Government’s flagship programme, Planting for Food and Jobs has in its first year of implementation produced a total crop value of GH¢1.2 billion. According to the Minister for Agriculture, Dr Owusu Afriyie Akoto, the figure realised was as a result of the use of labour, improved seeds and fertilisers combined with increased extension service delivery in the production of an additional 485,000 MT of maize; 179,000 MT of rice; and 45,200 MT of vegetables.

Additionally, a total of 745,000 jobs, mainly in the rural economy, were created in 2017.
“The basis of our achievement in the area of job creation was on account of the quantity of additional inputs (improved seed and fertilisers) supplied to participating farmers in 2017,” the Minister of Agriculture noted.
The number of jobs created, according to the Minister, is based on the premise that typically in Ghana, one farmer cultivates one hectare (2.5 acres) of food crops and requires two farmhands for the entire farm operations, from planting to harvesting.
He explained that in 2016 (a year before PFJ was implemented) a total of 134,000 MT of fertiliser were distributed to farmers. In 2017, this figure rose to 296,000 MT, as a result of the implementation of the Planting for Food and Jobs campaign.
The additional 162,000 metric tonnes of fertiliser supplies utilised under the period of review, according to the Minister, brought the total fertilised area to some 357,000 hectares in the 2017 planting season.

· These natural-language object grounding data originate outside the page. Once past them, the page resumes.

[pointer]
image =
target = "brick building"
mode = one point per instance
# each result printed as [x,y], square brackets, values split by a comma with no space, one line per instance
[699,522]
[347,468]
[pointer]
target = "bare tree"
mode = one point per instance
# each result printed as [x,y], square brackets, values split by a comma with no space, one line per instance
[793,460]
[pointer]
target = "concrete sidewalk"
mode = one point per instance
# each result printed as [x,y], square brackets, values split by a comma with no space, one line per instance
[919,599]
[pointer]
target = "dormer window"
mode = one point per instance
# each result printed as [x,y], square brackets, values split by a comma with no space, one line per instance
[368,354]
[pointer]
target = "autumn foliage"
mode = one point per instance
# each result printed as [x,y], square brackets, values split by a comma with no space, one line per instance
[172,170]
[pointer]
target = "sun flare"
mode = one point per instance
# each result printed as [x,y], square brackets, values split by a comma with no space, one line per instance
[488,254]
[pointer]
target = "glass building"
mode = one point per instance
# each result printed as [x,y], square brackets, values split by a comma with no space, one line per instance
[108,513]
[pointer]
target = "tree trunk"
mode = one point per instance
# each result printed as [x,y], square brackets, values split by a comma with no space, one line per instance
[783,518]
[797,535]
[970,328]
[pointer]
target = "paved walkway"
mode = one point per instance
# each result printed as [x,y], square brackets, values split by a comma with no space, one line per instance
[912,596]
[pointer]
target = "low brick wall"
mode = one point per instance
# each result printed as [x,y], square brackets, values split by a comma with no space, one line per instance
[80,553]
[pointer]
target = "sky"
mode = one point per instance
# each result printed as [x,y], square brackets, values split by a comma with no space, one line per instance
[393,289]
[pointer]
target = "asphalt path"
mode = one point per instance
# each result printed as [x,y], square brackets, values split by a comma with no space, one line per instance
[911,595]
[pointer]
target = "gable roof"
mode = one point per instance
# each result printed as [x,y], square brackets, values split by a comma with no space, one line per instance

“Each hectare of the additional cultivated area required the services of two farmhands on full-time basis throughout the farming year. Hence by applying these two farmhands per hectare for the total additional fertilised area (357,000 hectares), a total of some 715,000 informal jobs were generated in the rural sector of the economy by the PFJ campaign”.
The Minister has thus described the piloting of the programme as a “success story worth telling”.
He is optimistic the programme is on course to deliver on its objectives of transforming the Ghanaian economy and delivering the needed jobs.
The President, Nana Addo Dankwa Akufo-Addo launched the Planting for Food and Jobs campaign in Goaso in April 2017.
The objectives of the campaign are, among others, to ensure immediate and adequate availability of food and to provide the raw material base in the country through improved productivity and intensification of targeted support to private sector service providers, and to provide job opportunities for the teeming unemployed youth in the agricultural sector.